Sailer: Er hatte Bauchspeicheldrüsen-Krebs im
Endstadium. Es war schon am Sonntag nur noch eine Frage der Zeit, wann das
Geschwür aufplatzt. Am Montagabend ist es passiert.
ÖSTERREICH:
Wie geht es seiner hinterbliebenen Frau Hedwig?
Sailer: Es geht
ihr halbwegs. Sie hat sich für ihn die ganzen Jahre lang aufgeopfert. Ohne
sie hätte er diese schreckliche Krankheit nicht so lange überstanden. Hedwig
hat ja als Sterbehelferin Tonis erste Frau gepflegt, dann ist sie bei Toni
geblieben. In den letzten Tagen war sie 24 Stunden für ihn da. Sie ist sogar
aufgeschreckt, als er kurz gehustet hat. Hedwig war das größte Glück für ihn
überhaupt, hat ihm immer zugeredet.
ÖSTERREICH: Toni
Sailer war als Optimist bekannt.
Sailer: Das stimmt. Seit der
Tumor-Diagnose vor vier Jahren war mein Bruder äußerst tapfer und positiv.
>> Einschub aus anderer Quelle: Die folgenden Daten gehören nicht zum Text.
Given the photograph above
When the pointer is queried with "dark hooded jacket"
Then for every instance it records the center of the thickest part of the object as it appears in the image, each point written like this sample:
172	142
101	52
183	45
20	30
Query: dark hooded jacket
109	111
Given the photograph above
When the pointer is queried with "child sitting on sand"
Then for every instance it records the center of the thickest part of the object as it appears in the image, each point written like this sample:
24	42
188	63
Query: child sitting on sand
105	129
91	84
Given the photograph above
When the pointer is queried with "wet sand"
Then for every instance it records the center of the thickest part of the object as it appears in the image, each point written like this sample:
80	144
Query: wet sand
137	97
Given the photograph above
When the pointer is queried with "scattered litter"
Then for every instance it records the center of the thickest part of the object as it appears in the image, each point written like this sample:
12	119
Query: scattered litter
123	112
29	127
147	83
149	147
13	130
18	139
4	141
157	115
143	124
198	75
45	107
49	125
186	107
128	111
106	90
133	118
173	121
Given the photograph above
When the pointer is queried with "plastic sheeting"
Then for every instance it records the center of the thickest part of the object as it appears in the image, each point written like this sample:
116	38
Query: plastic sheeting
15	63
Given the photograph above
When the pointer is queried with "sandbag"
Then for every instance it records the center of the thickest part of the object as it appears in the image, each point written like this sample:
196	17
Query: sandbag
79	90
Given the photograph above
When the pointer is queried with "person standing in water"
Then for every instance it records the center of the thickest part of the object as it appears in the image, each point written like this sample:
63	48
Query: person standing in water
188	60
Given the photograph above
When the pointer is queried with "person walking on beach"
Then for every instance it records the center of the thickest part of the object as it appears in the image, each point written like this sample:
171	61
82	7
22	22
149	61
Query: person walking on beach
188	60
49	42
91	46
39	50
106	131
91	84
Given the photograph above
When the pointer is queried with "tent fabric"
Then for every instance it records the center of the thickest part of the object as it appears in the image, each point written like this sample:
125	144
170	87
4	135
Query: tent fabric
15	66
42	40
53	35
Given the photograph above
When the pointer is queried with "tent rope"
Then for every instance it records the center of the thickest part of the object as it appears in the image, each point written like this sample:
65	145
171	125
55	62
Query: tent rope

Nach außen hin hat sich Toni niemals etwas anmerken lassen – auch wenn er ab
und an ein Tief hatte. Die Behandlung hat ihn nämlich schon mitgenommen. Er
musste lange Zeit Cortison nehmen. Das hat ihn mächtig geärgert, weil er
aufgeschwemmt wurde. Er hat gekämpft wie eine Löwe.
ÖSTERREICH:
Bis zuletzt ist er auch öffentlich aufgetreten.
Sailer: Ja,
bei der Premiere des Sommertheaters in St. Margarethen hat er schon
Bauchspeicheldrüsen-Krebs im Endstadium gehabt. Trotzdem hat er sich in die
Öffentlichkeit gewagt und so getan, als ob alles in Ordnung wäre. Andere
würde so etwas nicht schaffen, Toni war aber stark genug dafür. Nur sein
Optimismus hat ihn so lange leben lassen.
ÖSTERREICH: Was
war die Kraftquelle Ihres Bruders? Hatte er eigene Rituale?
Sailer:
Er hat einfach eine große organische Kraft gehabt. Die hat er von unserem
Vater geerbt, der auch an einem schweren Krebs gestorben ist. Diese Kraft
liegt einfach in der Familie. Ich glaube, seine starken Organe und sein
ewiger, eiserner Wille waren über die Jahre hinweg immer seine Kraftquellen
– vor allem in Zeiten dieser schlimmen Krankheit.
ÖSTERREICH:
Wie hat sich das geäußert?
Sailer: In seiner
unendlichen Stärke. Sein größter Wunsch war, dass wir noch einmal gemeinsam
Skifahren gehen. Wir wollten das im März machen, aber er hat abgesagt. Er
sagte, „Verschieben wir das, es geht jetzt nicht.“
ÖSTERREICH:
An welche gemeinsamen Erlebnisse aus Ihrer Kindheit erinnern Sie sich?
Sailer:
Es gibt viele lustige Erlebnisse. Einmal haben wir einen Trainingskurs an
einem Freitag belegt. Unser Vater hat uns das verboten und wir mussten
zuerst arbeiten. Erst am Samstag waren wir dann auf der Piste. Das hat Toni
so geärgert. Aber es zeigt seine große Liebe zum Sport.